Orthostatic Hypertension: When Pressor Reflexes Overcompensate

Joshua Fessel; David Robertson

Disclosures

Nat Clin Pract Nephrol. 2006;2(8):424-431. 

In This Article

Orthostatic Hypertension as a Feature of Other Conditions

Finally, orthostatic hypertension has been described as a clinical feature of a variety of other conditions, not all of which have blood pressure disturbances as a major symptom cluster. Patients exhibiting baroreflex failure are discussed above. Patients with pheochromocytoma, much like patients with baroreflex failure, may present with impressive labile hypertension that can be exacerbated by standing. Also like patients with baroreflex failure, however, this orthostatic hypertension may more properly be thought of as a manifestation of an underlying labile hypertension that in some patients will manifest as orthostatic hypertension. Interestingly, Yoshinari et al. have described orthostatic hypertension as a feature of type 2 diabetes mellitus.[31] Diabetic and non-diabetic subjects were classified as normotensive or hypertensive at the beginning of the study, and blood pressure was measured in the supine, sitting, and standing position.

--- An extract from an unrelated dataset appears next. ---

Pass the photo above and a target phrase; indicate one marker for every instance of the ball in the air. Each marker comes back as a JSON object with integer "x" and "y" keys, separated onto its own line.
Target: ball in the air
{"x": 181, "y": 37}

Orthostatic hypertension was defined as either an increase in DBP from <90 mmHg to ≥90 mmHg or an increase in SBP from <140 mmHg to ≥140 mmHg. In this sample, 12.8% of the normotensive diabetic patients had orthostatic hypertension, as compared to 1.8% of normotensive non-diabetic subjects. Hypertensive and normotensive diabetic subjects had a similar incidence of orthostatic hypertension. Interestingly, diabetic patients with orthostatic hypertension had decreased vibratory sense compared to diabetics without orthostatic hypertension and to non-diabetics. While this difference did not reach statistical significance, it may point to an important clinical correlation between orthostatic hypertension and neuropathy in this diabetic population. Jannetta and colleagues have emphasized a relationship between hypertension, including orthostatic hypertension, and medullary vascular compression.[32,33] These patients are believed to have compression from vascular loops which may interfere with medullary cardiovascular control centers. Jannetta has reported successful surgical treatment in some of these patients.